You could wrap echo / print etc. in your own methods which you can then use to escape output. i.e. instead of
echo "blah";
use
myecho('blah');
you could even have a second param that turns off escaping if you need it.
In one project we had a debug mode in our output functions which made all the output text going through our method invisible. Then we knew that anything left on the screen HADN'T been escaped! Was very useful tracking down those naughty unescaped bits :)
If you do actually HTML encode every single output, the user will see plain text of <html> instead of a functioning web app.
EDIT: If you HTML encode every single input, you'll have problem accepting external password containing < etc..
The only way to truly protect yourself against this sort of attack is to rigorously filter all of the input that you accept, specifically (although not exclusively) from the public areas of your application.
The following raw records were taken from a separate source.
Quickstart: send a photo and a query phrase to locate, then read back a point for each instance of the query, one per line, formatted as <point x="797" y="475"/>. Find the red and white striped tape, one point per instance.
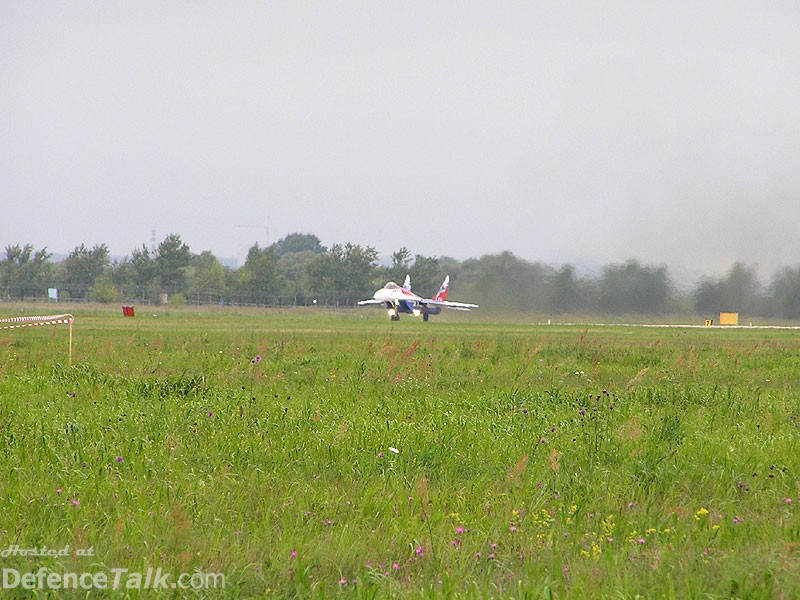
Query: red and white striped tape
<point x="19" y="322"/>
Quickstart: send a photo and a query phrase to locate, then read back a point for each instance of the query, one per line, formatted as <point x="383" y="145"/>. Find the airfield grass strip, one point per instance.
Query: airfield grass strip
<point x="310" y="455"/>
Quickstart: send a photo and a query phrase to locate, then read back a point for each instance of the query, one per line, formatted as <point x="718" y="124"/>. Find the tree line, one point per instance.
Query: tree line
<point x="299" y="271"/>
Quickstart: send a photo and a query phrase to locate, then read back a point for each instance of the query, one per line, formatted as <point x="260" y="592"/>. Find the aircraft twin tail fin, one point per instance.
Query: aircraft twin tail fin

I would recommend that you take a look at Daniel Morris's PHP Filtering Class (a complete solution) and also the Zend_Filter package (a collection of classes you can use to build your own filter).
PHP is my language of choice when it comes to web development, so apologies for the bias in my answer.
Kieran.
OWASP has a nice API to encode HTML output, either to use as HTML text (e.g. paragraph or <textarea> content) or as an attribute's value (e.g. for <input> tags after rejecting a form):
encodeForHTML($input) // Encode data for use in HTML using HTML entity encoding
encodeForHTMLAttribute($input) // Encode data for use in HTML attributes.
The project (the PHP version) is hosted under http://code.google.com/p/owasp-esapi-php/ and is also available for some other languages, e.g. .NET.
Remember that you should encode everything (not only user input), and as late as possible (not when storing in DB but when outputting the HTTP response).
Output encoding is by far the best defense. Validating input is great for many reasons, but not 100% defense. If a database becomes infected with XSS via attack (i.e. ASPROX), mistake, or maliciousness input validation does nothing. Output encoding will still work.
there was a good essay from Joel on software (making wrong code look wrong I think, I'm on my phone otherwise I'd have a URL for you) that covered the correct use of Hungarian notation. The short version would be something like:
Var dsFirstName, uhsFirstName : String;
Begin
uhsFirstName := request.queryfields.value['firstname'];
dsFirstName := dsHtmlToDB(uhsFirstName);
Basically prefix your variables with something like "us" for unsafe string, "ds" for database safe, "hs" for HTML safe. You only want to encode and decode where you actually need it, not everything. But by using they prefixes that infer a useful meaning looking at your code you'll see real quick if something isn't right. And you're going to need different encode/decode functions anyways.